Pick a pack o’ pita in Pagrati! Kalitsunaki Cretan Pitas


Zinodotou 6, Pagrati – 210-721-0707


Athens is full of little pita shops, and everyone has their favorites. But most shops sell one or two, maybe three “styles” of pitas, from the flaky filo wrapped, to the thick, bread crusted traditional “horiatiki” or village, pita.  You’ll even find pizza pie shapped pans filled with scrumptous rich, buttery tiropita (cheese pie) traditional of north central to northern Greece.  But in all of our years of pita tasting in Athens, we hadn’t run into a carry-out place which served traditional Cretan pitas. And now we have.





Kalitsunaki takes its name from the Kalitsouni, which is like the Italian Calzone. Which came first, is probably one of those great unanswered questions like which came first, the chicken or the egg. The Italians were in Crete. Who influenced whom, I’ll leave that for others to decide.

Nonetheless, the only similarity between the two is that they are fillings wrapped in dough, and pressed down at their ends making them half circle in shape.


This is a breath of fresh air in the myriad Tyropita stands that crowd Athens. They all seem to buy their tiropitas and spanakopitas from the same place.

Kalitsouni are wrapped in a flaky dough made with olive oil instead of butter, the result a not greasy, crisp and thin crust which lets the full flavor of the filling do all the work on your taste buds. It is merely the vessel for the tasty ingredients.

It was breakfast time and this hit the spot. We tried all their kaltsounis:

The dough is very thin, crisp and flaky.

Monastiriako* Myzithrenio, from mizithra, a local soft cheese with a very distinct flavor.

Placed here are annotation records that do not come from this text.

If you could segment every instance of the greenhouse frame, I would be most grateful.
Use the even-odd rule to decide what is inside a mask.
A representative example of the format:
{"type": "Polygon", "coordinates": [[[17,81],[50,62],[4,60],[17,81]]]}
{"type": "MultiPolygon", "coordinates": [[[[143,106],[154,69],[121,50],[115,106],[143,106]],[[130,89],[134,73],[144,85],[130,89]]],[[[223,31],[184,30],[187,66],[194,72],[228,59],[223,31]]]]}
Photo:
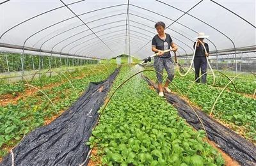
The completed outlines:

Monastiriako* Anamikto (Monestary style, mixed) with mizithra and spinach

Monastiriako* Hortarino (Monestary style, vegetarian) with spinach

Ageliko** Myzithrenio, from mizithra, a local soft cheese with a very distinct flavor.

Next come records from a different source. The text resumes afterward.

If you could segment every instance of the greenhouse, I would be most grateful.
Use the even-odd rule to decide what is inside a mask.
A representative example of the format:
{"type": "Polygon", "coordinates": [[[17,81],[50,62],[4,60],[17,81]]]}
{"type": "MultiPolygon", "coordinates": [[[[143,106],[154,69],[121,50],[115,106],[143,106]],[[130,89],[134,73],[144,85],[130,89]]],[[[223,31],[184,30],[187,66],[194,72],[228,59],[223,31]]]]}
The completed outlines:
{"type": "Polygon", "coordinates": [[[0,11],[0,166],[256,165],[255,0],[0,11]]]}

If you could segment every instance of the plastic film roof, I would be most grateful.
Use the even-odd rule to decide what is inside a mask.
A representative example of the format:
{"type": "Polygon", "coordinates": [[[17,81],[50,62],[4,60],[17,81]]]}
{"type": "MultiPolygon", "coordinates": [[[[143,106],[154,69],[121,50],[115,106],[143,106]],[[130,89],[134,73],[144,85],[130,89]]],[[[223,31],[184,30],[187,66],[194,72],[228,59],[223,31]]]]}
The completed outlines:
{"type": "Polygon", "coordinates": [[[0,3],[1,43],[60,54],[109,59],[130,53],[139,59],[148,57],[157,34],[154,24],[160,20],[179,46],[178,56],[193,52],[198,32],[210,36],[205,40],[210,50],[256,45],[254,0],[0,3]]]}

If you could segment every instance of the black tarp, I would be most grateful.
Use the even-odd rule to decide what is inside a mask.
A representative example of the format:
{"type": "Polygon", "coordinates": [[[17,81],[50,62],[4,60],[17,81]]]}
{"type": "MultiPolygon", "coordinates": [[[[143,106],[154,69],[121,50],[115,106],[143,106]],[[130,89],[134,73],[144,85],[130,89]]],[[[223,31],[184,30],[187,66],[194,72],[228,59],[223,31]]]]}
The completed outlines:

Ageliko** Anamikto (Monestary style, mixed) with mizithra and spinach

There are two types of kaltsouni:

*Monastiriako (Monestary style) the shape is triangular and

**Ageliko (Angel style) the shape is square

They also have a pizza made from the same dough baked on a flat grill with apaki, syglino, chicken and gyros, as well as several types of “dakos”, a traditional Cretan salad served atop a crispy and crunchy bread, drizzled in olive oil and topped with various ingredients such as feta, tomatoes, Greek olives, and mixed greens. And, what would a Cretan shop be without a friendly Cretan owner, generously sharing the “spirit of Crete”?


For now you have to venture to Imittou Street in Pagrati to enjoy this treat, but my guess is, soon there will be Kalitsunaki shops elsewhere in Athens.